Musk has descended on Capitol Hill at a time when his work with the federal government is drawing somewhat mixed reviews from Republican lawmakers.

The vast majority of Republicans are backing Musk’s DOGE effort, and virtually all have agreed on the need to cut wasteful government spending.

‘He’s found a lot of waste, fraud, and abuse. He thinks it’ll be upwards of $1 trillion next year,’ House GOP Policy Chair Kevin Hern, R-Okla., the No. 5 House GOP leader, told Fox News Digital. ‘He’s going to talk to all of us as members, and answer any questions, talk about it.’

But some GOP lawmakers have been frustrated at feeling like they’ve been left out of the loop on White House and DOGE activities. Meanwhile, several Republicans have had to contend with particularly aggressive anti-DOGE protests in their home districts.

Rep. Stephanie Bice, R-Okla., a leading pragmatic Republican, said she wanted to ‘better understand what his strategy is.’

Bice commended Musk’s efforts to enact change but acknowledged concerns about the mass layoffs of federal workers across the country.

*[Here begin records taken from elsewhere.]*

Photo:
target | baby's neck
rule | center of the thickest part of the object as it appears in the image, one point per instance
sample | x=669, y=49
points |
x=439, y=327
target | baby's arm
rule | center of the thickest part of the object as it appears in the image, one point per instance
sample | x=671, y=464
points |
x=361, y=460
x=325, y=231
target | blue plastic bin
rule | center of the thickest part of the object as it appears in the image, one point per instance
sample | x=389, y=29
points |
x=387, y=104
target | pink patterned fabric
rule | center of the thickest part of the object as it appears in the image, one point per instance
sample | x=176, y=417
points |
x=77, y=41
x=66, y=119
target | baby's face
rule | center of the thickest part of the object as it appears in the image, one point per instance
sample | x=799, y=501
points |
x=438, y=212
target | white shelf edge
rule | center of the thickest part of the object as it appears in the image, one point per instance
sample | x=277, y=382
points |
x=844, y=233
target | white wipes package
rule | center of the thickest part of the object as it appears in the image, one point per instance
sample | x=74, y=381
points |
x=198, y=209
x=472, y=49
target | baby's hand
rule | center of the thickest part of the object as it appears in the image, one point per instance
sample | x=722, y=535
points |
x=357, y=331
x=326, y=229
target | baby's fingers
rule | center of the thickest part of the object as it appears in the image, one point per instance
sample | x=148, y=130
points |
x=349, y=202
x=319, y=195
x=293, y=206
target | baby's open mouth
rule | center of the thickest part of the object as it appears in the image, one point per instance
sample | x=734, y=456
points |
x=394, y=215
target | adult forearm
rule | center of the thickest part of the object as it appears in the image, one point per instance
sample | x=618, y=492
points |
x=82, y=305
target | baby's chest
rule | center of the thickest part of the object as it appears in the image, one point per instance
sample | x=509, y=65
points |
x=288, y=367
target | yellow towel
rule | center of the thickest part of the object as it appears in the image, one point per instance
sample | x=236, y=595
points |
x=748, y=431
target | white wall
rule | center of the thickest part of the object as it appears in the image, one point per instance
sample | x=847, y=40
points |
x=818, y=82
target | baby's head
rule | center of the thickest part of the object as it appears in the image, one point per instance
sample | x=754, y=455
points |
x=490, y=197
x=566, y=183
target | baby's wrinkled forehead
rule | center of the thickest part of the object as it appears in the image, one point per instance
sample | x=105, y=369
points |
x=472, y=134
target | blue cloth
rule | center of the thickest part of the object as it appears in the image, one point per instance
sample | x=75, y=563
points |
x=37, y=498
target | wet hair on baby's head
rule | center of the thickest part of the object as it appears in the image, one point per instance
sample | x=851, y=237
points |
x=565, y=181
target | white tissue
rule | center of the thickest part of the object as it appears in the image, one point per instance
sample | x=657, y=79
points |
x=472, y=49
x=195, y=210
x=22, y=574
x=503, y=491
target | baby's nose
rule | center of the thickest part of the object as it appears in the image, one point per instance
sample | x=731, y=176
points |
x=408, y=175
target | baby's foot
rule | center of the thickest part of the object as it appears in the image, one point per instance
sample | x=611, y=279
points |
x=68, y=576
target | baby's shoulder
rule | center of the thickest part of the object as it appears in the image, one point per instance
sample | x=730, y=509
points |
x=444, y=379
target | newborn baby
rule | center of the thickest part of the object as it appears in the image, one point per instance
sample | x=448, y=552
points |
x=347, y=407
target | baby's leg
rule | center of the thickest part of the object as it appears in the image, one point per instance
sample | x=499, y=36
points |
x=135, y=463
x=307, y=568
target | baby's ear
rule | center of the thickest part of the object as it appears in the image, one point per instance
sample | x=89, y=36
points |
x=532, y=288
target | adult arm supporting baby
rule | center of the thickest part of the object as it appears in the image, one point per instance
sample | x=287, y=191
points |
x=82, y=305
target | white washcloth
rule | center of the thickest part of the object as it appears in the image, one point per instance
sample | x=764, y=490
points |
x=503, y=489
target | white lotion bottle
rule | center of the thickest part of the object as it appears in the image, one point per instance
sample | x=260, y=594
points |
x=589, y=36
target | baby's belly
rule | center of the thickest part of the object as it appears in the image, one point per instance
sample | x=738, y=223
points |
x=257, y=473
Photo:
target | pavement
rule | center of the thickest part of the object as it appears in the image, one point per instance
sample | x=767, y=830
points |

‘What the American people want to see is change. And I think that Elon is taking a hammer to agencies and then building them back in a way that is more efficient and more functional and less bureaucratic,’ Bice said.

‘But I want to know kind of what that looks like moving forward. I know there’s apprehension for people that may be in that probationary one-year period of having a federal job. We’ve already seen some layoffs, but we’re $36 trillion in debt, and we can’t continue doing the same things over.’

Freshman Rep. Derek Schmidt, R-Kan., said he hoped for a productive dialogue.

‘I think that it’s important that Mr. Musk remind folks of why he is doing what he’s doing. It’s part of the president’s agenda that the American people voted for in November, getting a more accountable… more modernized government,’ Schmidt told Fox News Digital.

‘I think it’s also important [that] communication flow the other way, and that any particular concerns that have a solid basis be relayed back so they can decide to make some adjustments.’

Musk met with Senate Republicans on Wednesday afternoon just before his huddle with the House GOP.